Occult blood faeces

Keywords: FOB, Faecal occult blood, Haemoglobin faeces

Specimen:

Approximately 10 g freshly collected faeces.

Gastrointestinal tract bleeding may be intermittent so specimens should be taken from three successive bowel motions and forwarded to the laboratory in separate containers.

Greater sensitivity is achieved by sampling the stool surface.

Immunochemical methods are preferred.

For the haemperoxidase assay, appropriate diet prior to collection is required (see below).

Method:
  1. Pseudoperoxidase (haemperoxidase). A special diet is required for at least 48h, with exclusion of red meat and certain raw fruits and vegetables, especially melon, carrots and radish.

    Iron supplements and excessive amounts of vitamin C should also be avoided for 48 h prior to collection.

  2. Immunochemical. No special diet is required.

For both methods, the patient should avoid excessive alcohol or drugs which may cause gastro-intestinal bleeding (eg, aspirin, NSAID, corticosteroids).

Reference Interval:

Not detected.

Application:

Screening test for colorectal carcinoma.
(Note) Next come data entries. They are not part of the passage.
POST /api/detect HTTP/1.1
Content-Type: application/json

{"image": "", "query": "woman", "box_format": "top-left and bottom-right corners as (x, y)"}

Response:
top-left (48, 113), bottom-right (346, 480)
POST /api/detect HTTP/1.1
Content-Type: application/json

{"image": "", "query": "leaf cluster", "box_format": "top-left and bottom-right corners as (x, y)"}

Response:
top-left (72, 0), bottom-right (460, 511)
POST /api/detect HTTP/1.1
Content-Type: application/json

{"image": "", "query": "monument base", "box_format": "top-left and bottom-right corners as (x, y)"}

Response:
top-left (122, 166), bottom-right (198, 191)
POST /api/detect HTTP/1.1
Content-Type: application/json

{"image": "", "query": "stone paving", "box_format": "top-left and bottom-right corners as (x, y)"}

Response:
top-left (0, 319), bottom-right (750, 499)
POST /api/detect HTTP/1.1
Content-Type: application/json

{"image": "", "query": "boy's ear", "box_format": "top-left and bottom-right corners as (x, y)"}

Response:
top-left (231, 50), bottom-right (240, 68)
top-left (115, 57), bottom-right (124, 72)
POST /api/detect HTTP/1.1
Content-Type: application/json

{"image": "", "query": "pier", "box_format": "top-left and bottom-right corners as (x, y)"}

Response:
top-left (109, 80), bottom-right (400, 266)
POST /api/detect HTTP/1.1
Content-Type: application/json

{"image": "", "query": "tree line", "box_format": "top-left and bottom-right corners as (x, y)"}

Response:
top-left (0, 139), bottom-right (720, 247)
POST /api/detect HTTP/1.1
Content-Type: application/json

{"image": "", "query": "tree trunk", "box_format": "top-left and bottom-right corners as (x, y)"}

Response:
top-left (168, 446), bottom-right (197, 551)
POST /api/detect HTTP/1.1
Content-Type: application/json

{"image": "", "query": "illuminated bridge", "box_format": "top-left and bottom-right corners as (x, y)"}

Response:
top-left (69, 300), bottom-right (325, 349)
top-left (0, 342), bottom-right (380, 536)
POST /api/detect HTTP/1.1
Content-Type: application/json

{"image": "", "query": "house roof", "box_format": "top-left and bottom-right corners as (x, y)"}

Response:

These tests are not appropriate for the detection of upper GIT bleeding.

Interpretation:

Immunochemical methods are preferred, as no special diet is required and they are more specific for lower GIT bleeding.

With haemperoxidase methods false positive results can occur if the instructions as to diet and drug exclusion are not followed or if there is another source of GIT bleeding.

False negative results can occur if high doses of vitamin C have been ingested.

Quantitation of faecal blood loss is rarely indicated and is only performed in a few specialised laboratories.

Reference:

Pignone M et al. Ann Intern Med. 2002; 137(2): 132-141.